Spousal Support Does Not Follow A Formula
It Is Important To Work With A Lawyer Who Will Protect Your Interests
Permanent spousal support, also referred to as alimony or spousal maintenance, is not automatic, nor is it dictated by a formula. It is awarded at the discretion of the court in light of specific legal criteria set forth in the Family Code or by agreement of the divorcing parties.
Will there be spousal support in your California divorce? How much will it be and how long will it last? A Hermosa Beach spousal support lawyer can give you an analysis of how a judge could rule based on the facts of your case. At the Law Offices of Thomas M. Polinger, we have more than 35 years of experience in these family law matters. We will explain how spousal support figures into the big picture of your divorce settlement, including tax implications.
Understanding Spousal Support In California
Upon a formal separation or filing for divorce, a judge may award temporary spousal support if one party is at an economic disadvantage. The purpose is to maintain the status quo of the parties until final judgment, which might be a year or more in the future.
Once the divorce is final, the court may award permanent spousal support. The purpose is to assist the recipient spouse in becoming self-supporting, and to maintain the standard of living. Generally, spousal support is taxable to the recipient and deductible to the payor.

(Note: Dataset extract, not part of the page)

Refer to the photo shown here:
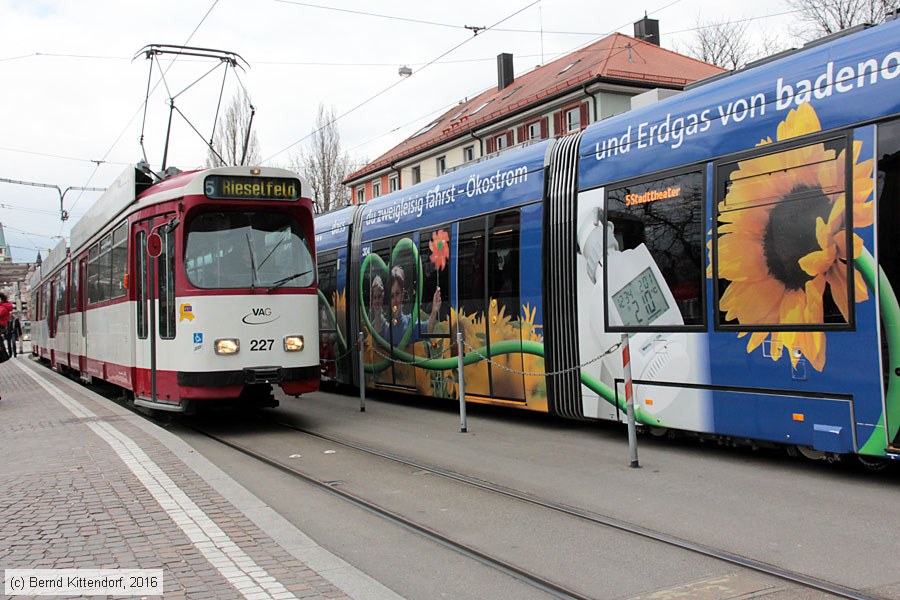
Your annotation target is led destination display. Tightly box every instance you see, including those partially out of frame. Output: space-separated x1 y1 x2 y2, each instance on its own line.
203 175 300 200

As a rule of thumb, the duration of permanent support is half the length of the marriage, unless the court determines that the marriage is of lengthy duration. Lengthy duration is defined as 10 or more years. In these cases, spousal support may be permanent and awarded until death, remarriage or upon further order of the court.
Determining The Amount Of Spousal Support
Temporary support is sometimes awarded by formula, but permanent support is determined by a list of factors, including age or disability, current income, education and marketable skills, earnings history and the accustomed standard of living. In general, the greater the disparity in income or earning capacity, the higher the amount of support.
There may be reasons to modify spousal support payments. For example, if an ex-spouse is living with a new partner but not remarried, there is a presumption of decreased need for spousal support. The burden is on the recipient to prove that financial support is still necessary. We can assist with modification or enforcement of spousal support.